While combat can be a bit repetitive at times, it’s the traversal of the world that really makes a huge difference. Unlike the traditional linear-based Strider games of the past, this iteration has a stronger emphasis on adventure and some puzzle solving elements. The most apt comparison would be to Shadow Complex or earlier Castlevania titles, having specific areas of the world inaccessible until an item is obtained. Unfortunately, even with some specific fast travel spots around the world, navigation from area to area is a bit cumbersome and backtracking can be a pain. Thankfully, most of the campaign calls for little revisiting past areas, so it comes down how much the player really wants to 100% the game. In the end, while combat can be a bit repetitive, there’s an overwhelming sense of enjoyment from the progression and the sense of adventure.
While the original Strider was incredibly difficult, that isn’t necessarily the case with Double Helix’s iteration. Through the course of the five to eight hour campaign, depending how much of the world you want to explore, I found the game over screen only two or three times. With the exception of maybe one boss, most of the story can be completed without much trouble on the default Normal difficult, so it’s definitely advised for hardcore fans of the series to start off with hard. It’s mainly the reuse of the same enemies that seems to weigh this down. Their attack patterns are virtually the same with some slight modifications, so once you’ve mastered one or two of the same enemies, you’ll have a good grasp on what to expect with the rest of the game.
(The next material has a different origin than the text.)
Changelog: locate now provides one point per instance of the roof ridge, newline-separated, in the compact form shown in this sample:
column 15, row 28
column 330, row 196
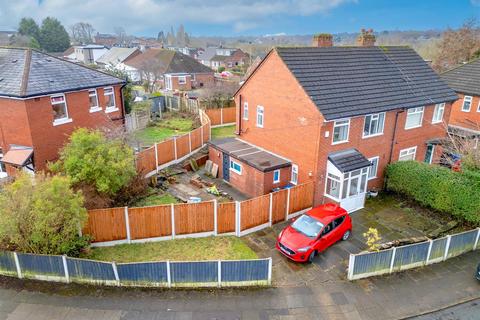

The open environment of Strider can look artistically beautiful at times. The experienced ninja will find himself in suppressed cities, lava pits and futuristic airships, just to name a few. Each area has been well crafted, painting an appropriate picture of the rather depressing city and time. While making your way through the environments, there will be hidden items scattered throughout the world that will unlock concept art, but more importantly, levels for the additional modes. Survival Mode is just as it sounds with Strider being pitted against various robots he needs to dispatch of as quickly as possible. Beacon Run is essentially a time trial mode that places various checkpoints around the map, challenging the player to maneuver through the hazardous terrain with the best time in mind. These are nice side activities, especially the Beacon Run levels, allowing additional play after completing the main game.
It has been over a decade since the masked hero has graced his own game, but Strider is back and better than ever. Double Helix has done a phenomenal job in bringing the futuristic ninja into the modern day by not only upgrading the visuals while maintaining the two-dimension plane, but adding an addictive and well-constructed progression structure to keep the campaign interesting. While a coherent story is still relatively absent and navigation from area-to-area can be a bit cumbersome, it’s the strong adventure and combat elements that allow Strider to flourish into something special. Strider hits all the right notes and winds up being an experience not soon forgotten.